La nuit est tombée sur l’aéroport de Moroni, aux Comores. Une civière sort de l’ambulance pour rejoindre l’avion officiel français.
Emu, le personnel soignant regarde pour la dernière fois le visage de Bahia Bakari, 12 ans, la seule survivante du crash de l’A 310.
La jeune fille garde les yeux clos. Dans quelques heures, elle sera en France pour retrouver son père.
«C’est bien qu’elle rentre chez elle, surtout si vite après l’accident, comme ça elle n’aura pas le temps de réaliser qu’elle doit reprendre l’avion», confie Maroussia Daolio, assistante technique de la coopération française, qui la suivait depuis son repêchage en pleine mer.
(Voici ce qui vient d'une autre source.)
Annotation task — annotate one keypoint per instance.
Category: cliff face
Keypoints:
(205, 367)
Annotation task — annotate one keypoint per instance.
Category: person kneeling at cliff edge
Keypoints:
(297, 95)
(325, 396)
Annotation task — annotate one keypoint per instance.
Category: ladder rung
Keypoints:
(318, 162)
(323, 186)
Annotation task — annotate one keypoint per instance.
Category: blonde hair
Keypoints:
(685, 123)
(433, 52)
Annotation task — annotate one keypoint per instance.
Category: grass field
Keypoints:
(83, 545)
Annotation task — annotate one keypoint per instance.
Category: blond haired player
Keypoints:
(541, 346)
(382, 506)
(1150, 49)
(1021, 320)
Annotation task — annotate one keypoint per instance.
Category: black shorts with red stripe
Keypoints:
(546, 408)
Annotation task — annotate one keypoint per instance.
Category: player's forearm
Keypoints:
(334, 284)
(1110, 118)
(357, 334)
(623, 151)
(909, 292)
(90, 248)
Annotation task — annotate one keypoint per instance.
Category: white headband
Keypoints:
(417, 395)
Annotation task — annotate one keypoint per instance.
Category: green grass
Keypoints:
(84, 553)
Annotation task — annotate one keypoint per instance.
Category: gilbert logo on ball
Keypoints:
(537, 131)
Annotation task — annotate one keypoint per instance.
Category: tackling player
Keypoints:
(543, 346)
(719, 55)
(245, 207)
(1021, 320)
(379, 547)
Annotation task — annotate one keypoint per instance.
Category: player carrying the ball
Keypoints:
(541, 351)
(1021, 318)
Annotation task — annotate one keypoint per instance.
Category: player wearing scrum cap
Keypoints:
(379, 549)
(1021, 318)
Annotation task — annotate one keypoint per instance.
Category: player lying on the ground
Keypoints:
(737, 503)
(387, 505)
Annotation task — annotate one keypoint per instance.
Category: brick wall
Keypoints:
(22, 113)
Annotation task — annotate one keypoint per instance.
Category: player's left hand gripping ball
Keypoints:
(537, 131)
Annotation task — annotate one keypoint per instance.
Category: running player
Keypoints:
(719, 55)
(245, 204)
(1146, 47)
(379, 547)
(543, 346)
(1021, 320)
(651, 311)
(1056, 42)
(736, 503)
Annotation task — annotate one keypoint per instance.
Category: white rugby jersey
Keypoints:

Elle s’inquiète aussi du moral de la jeune fille, qui a appris la mort de sa mère dans l’accident seulement quelques heures plut tôt.
«Elle est sonnée. Je l’ai sentie fatiguée, désabusée, aujourd’hui. Après toute l’agitation qu’il y a eu autour d’elle, elle s’est murée dans le silence, alors qu’hier elle avait le contact plus facile, elle était plus souriante. Elle a besoin de repos».
«Ramener Bahia est un honneur»
Bahia est allongée à l’arrière du Falcon 900 du secrétaire d’Etat à la Coopération, Alain Joyandet.
Le médecin et l’infirmier du Samu 974, dépêchés de la Réunion, l’assisteront pendant tout le trajet et veilleront à ce qu’aucun des trois journalistes présents ne s’approche trop.
Le rideau est tiré. De l’autre côté, Alain Joyandet décompresse peu à peu et revisite sa journée.
«C’est le destin ! A la fois pour la tristesse de cette tragédie et pour ce petit miracle dont on est témoin. Cette journée fait sans doute partie des deux ou trois qui ont marqué ma vie. Et puis ramener Bahia est un honneur».
C’est lui qui a proposé à son père de la ramener dans son avion. Puis il a douté: et si on pensait qu’il voulait faire un «coup de pub» sur le dos de la petite? Après hésitation, «l’action humanitaire a pris le dessus», dit-il.
Désormais, ses doutes se portent sur la médiatisation de l’histoire. Doit-il être pris en photo dans l’avion avec la rescapée ou pas ?
Après hésitation, il demande maladroitement à la faire. La scène est un peu posée, alors qu’une heure avant, il était allé la voir pour lui parler, sans journaliste…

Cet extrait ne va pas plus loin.